Embryo abnormalities

A large number of early pregnancy loses are due to an irregular number of chromosomes in the embryo. This is known as embryo aneuploidy. However, this is not the only reason an embryo fails to implant. Other chromosomal or metabolic issues can also lead to early pregnancy loss.

Implantation dysfunction

Implantation dysfunction is responsible for around 25% of early pregnancy loss. It occurs when the uterine environment is not receptive to implantation by the embryo. When this happens, the embryo is rejected. Implantation dysfunction can be caused by a thin endometrial lining, endometrial scar tissue, fibroids, or polyps.
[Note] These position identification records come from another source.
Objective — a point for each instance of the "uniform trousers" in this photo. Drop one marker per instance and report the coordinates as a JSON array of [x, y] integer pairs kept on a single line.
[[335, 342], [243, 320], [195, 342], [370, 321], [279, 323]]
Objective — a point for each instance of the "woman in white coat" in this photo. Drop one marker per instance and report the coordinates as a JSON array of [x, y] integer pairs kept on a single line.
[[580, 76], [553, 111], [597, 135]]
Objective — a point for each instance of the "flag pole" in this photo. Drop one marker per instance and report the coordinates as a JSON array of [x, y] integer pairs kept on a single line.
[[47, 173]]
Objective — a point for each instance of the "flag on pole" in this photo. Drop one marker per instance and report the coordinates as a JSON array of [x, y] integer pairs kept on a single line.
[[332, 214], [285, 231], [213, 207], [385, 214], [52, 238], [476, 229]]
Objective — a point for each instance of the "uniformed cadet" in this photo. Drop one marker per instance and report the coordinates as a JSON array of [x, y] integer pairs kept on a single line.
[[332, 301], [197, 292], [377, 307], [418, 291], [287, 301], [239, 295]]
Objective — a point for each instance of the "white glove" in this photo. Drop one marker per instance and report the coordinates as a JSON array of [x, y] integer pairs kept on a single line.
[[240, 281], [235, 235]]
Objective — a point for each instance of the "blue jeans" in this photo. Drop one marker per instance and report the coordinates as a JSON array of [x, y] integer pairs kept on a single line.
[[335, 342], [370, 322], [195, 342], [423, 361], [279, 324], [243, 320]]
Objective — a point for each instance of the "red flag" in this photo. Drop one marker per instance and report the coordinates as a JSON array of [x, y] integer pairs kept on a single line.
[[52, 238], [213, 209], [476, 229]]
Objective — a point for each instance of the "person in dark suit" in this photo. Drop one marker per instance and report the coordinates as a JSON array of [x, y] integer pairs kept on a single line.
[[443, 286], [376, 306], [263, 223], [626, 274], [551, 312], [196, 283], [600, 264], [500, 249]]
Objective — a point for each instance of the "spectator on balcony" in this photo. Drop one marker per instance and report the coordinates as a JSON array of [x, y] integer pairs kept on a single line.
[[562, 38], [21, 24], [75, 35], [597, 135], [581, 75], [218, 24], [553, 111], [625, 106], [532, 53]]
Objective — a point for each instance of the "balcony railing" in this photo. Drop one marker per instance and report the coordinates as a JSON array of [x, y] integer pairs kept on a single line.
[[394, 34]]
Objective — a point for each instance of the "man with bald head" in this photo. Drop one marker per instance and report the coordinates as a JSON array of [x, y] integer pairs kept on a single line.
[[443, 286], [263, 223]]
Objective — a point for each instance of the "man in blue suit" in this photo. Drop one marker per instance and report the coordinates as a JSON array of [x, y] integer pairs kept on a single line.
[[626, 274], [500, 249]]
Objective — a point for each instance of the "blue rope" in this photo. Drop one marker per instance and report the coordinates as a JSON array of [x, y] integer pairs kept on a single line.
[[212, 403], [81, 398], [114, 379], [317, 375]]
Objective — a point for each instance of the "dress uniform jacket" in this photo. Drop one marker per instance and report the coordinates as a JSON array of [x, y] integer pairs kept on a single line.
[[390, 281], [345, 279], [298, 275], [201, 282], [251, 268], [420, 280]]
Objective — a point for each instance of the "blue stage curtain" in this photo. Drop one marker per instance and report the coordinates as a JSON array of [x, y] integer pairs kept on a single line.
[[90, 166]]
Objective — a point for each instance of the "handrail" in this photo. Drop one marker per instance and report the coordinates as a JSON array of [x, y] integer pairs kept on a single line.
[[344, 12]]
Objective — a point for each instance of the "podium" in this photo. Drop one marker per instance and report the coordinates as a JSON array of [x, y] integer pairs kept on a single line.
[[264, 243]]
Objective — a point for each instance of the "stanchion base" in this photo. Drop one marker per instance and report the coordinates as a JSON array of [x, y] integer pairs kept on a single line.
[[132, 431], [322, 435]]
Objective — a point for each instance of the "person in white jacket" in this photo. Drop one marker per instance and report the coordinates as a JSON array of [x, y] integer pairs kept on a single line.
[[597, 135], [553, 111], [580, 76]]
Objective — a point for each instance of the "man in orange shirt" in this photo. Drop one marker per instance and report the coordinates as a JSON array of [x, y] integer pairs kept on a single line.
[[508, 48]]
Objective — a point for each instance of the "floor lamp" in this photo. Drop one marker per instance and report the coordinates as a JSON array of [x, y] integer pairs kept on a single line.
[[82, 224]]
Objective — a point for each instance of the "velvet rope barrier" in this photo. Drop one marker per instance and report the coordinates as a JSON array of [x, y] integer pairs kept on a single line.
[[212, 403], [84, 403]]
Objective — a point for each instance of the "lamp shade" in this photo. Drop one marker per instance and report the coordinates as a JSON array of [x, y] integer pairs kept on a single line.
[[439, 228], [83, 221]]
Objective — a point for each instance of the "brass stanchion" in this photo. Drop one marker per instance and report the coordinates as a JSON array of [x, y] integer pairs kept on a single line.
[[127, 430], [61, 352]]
Preparing to conceive again

Women who have gone through a biochemical pregnancy may want to know when it is safe to try an conceive again. Typically, they will resume their periods within four to six weeks. Medical experts recommend waiting for at least one normal menstrual cycle before attempting another IVF cycle. This time will allow hCG levels to return to zero.

Most women can return to their normal activities after a miscarriage, though they should avoid having intercourse for a few weeks and should not insert anything into their vagina including tampons. Although it may only take a short time to feel normal physically, many women need longer to heal from the emotional stress of a biochemical pregnancy.